According to Cointelegraph, Bitcoin (BTC) is experiencing potential selling pressure as the dollar value of long-term holders' (LTHs) BTC exposure decreases significantly. New research by onchain analytics platform CryptoQuant indicates that while seasoned hodlers are reducing their risk, speculators are stepping in to increase their stakes in BTC.
CryptoQuant's analysis of the net position change of LTH entities, defined as those holding BTC for 155 days or more, shows a sharp decrease in their BTC exposure. The LTH realized cap has dropped by $6 billion, from $19 billion to $12 billion, suggesting that long-term holders are likely taking profits or closing buying positions. This trend is highlighted by contributor Amr Taha in one of the platform's Quicktake blog posts.

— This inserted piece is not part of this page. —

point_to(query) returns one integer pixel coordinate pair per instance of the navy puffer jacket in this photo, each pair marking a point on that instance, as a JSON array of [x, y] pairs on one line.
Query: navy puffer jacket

In contrast, short-term holders (STHs), who hold BTC for up to 155 days, are increasing their market activity. The STH realized cap has seen a sharp increase of $6 billion, moving from -$17 billion to -$11 billion, indicating that these speculators are taking on more risk or increasing their buying positions.
Additional findings from CryptoQuant confirm a close interaction between the realized price of all BTC moving between one day and one week ago and the Bitcoin spot price. At the time of writing, the one-day to one-week realized price was $62,080, nearly identical to the spot BTC/USD price. This close interaction suggests that traders are closely monitoring this level, and multiple rejections at this price point could imply weakening momentum, potentially leading to short-term corrections.
Earlier reports from Cointelegraph noted a recent surge in exchange withdrawals, marking Bitcoin's largest since November 2022, during the last bear market. This article does not provide investment advice or recommendations. Every investment and trading move involves risk, and readers should conduct their own research when making decisions.